Sarkeesian at Loyola

I attended the keynote speaker of the Digital Ethics Symposium, Anita Sarkeesian. To be honest, although her ideas and topic were very interesting, I didn’t feel she was a great speaker. She seemed kind of awkward and, understandably, uncomfortable. I’m not sure if the lunch was supposed to be a separate event, or if it was meant to be included in the 11:30 – 1 time slot, but I felt her talk ended way too early. I wish she would have opened up the floor for questions, as the crowd seemed very open to her, and I don’t feel like she would have been harassed by anyone. She practically ran off of the stage and disappeared at the end. Once again, I understand why she may not be super comfortable in a crowd anymore, but she had 3 CPD officers surrounding her.
Also, I do wish she would have focused more on game critiques and what she thinks needs to be done in order to see change in the industry. I suppose I can’t blame her though. Her life, at present, is a stark example of misogyny online conducted by male game players. She knew why people were attending en masse, so she delivered an account of her experience and the harassment she has suffered. But, she did focus more on online harassment and suggestions on how to make it easier to report, than gaming.
I did enjoy her discussion on what a “gamer” actually is. We had a similar type of discussion in class, and only one person admitted to being a gamer, since the word tends to carry a negative connotation. In all likelihood, nearly everyone in our class and many people at the symposium were probably gamers. With examples like Angry Birds, Guitar Hero, and Plants vs. Zombies displayed by Sarkeesian, it’s almost impossible that most people haven’t played one of those games, or one like them, ravenously at some point. I just enjoyed that, even as a female gamer, she has not gotten sucked into the mindset that you have to play “real” games. Usually, first person shooters are the only games put into this category. It’s so difficult to be involved in a hobby such as gaming without being sucked into the boy’s club mentality that Sarkeesian, and our class, discussed.
I found some of the content that had been posted about Sarkeesian and the rumors/conspiracy theories, insane. At one point, she showed the crowd a fake tweet, accusing her of embezzling from her Kickstarter. It’s shocking anyone would believe it was real, as it was way over 140 characters. It’s surprising how Internet savvy people will begin to believe anything, no matter how outrageous and poorly executed, if it already fits into an idea they have formed in their mind.

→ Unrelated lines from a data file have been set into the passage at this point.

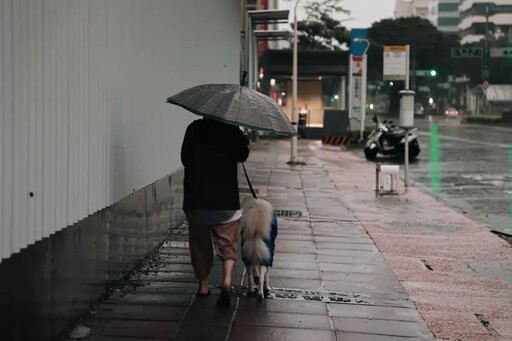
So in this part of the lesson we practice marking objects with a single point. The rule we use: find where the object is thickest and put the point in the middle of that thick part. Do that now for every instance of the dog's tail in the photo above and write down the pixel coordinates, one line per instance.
(255, 250)
(256, 224)
(257, 219)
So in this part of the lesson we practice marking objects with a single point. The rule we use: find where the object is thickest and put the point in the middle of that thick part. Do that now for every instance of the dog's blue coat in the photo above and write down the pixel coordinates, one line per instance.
(270, 242)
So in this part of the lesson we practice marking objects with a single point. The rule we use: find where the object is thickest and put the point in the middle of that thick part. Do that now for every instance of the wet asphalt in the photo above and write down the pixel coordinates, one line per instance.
(468, 167)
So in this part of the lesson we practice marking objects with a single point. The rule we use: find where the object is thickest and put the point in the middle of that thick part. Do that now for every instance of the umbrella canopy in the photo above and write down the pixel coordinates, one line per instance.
(237, 105)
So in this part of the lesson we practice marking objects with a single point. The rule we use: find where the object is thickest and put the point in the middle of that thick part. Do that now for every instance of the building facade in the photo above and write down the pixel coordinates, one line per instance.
(90, 170)
(444, 14)
(479, 18)
(412, 8)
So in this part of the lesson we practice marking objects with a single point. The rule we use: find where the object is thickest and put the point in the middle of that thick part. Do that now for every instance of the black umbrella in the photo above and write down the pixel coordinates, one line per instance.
(237, 105)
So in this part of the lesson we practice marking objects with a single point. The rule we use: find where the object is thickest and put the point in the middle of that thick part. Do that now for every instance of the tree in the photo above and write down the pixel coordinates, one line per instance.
(320, 31)
(430, 49)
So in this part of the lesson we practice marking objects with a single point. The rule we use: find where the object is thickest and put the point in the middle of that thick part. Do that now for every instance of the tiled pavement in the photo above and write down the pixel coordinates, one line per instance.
(330, 281)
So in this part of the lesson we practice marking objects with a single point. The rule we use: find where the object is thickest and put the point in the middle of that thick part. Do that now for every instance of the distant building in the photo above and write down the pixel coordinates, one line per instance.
(412, 8)
(475, 13)
(444, 14)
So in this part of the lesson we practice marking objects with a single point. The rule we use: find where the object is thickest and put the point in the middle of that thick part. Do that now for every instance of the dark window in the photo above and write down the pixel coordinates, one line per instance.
(447, 21)
(448, 7)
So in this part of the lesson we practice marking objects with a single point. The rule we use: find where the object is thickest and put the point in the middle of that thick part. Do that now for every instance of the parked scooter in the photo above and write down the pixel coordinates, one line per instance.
(387, 139)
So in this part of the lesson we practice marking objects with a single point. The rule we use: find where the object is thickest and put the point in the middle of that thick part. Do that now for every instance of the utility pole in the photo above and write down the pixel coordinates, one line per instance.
(294, 159)
(486, 56)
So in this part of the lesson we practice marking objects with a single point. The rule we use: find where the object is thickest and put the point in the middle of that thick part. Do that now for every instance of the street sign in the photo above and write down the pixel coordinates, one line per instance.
(395, 63)
(470, 52)
(501, 52)
(358, 43)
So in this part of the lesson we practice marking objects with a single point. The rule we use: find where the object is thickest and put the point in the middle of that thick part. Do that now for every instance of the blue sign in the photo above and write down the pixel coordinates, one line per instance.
(357, 48)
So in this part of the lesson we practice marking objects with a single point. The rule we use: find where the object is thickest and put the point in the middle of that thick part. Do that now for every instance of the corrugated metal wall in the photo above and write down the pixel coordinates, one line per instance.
(82, 100)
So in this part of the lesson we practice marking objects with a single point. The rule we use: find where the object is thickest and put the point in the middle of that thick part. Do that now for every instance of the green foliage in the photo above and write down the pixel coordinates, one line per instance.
(320, 31)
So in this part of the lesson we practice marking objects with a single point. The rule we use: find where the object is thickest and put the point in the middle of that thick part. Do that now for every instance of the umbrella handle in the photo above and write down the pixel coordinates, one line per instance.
(244, 75)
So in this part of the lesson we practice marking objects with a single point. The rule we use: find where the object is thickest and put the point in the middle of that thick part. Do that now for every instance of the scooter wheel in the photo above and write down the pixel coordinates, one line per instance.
(370, 154)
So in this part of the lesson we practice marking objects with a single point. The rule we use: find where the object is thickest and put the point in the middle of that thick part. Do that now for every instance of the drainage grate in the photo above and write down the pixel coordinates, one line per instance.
(308, 295)
(486, 325)
(288, 213)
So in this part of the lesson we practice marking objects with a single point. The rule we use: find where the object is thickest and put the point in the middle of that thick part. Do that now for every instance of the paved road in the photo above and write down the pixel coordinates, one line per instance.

Another thing I began to ponder during her talk was the idea that some people accused her of sending hate and harassment to herself in order to garner sympathy and further brainwash those in the game industry. I feel like the same people accusing her of this, are the same ones sending her horrible e-mails and things, so how does that even make sense? As Sarkeesian said, I guess you can’t make sense of the “logic” they’re operating from. Their responses are reactionary and emotional. After seeing Sarkeesian’s presentation, this is unquestionably true.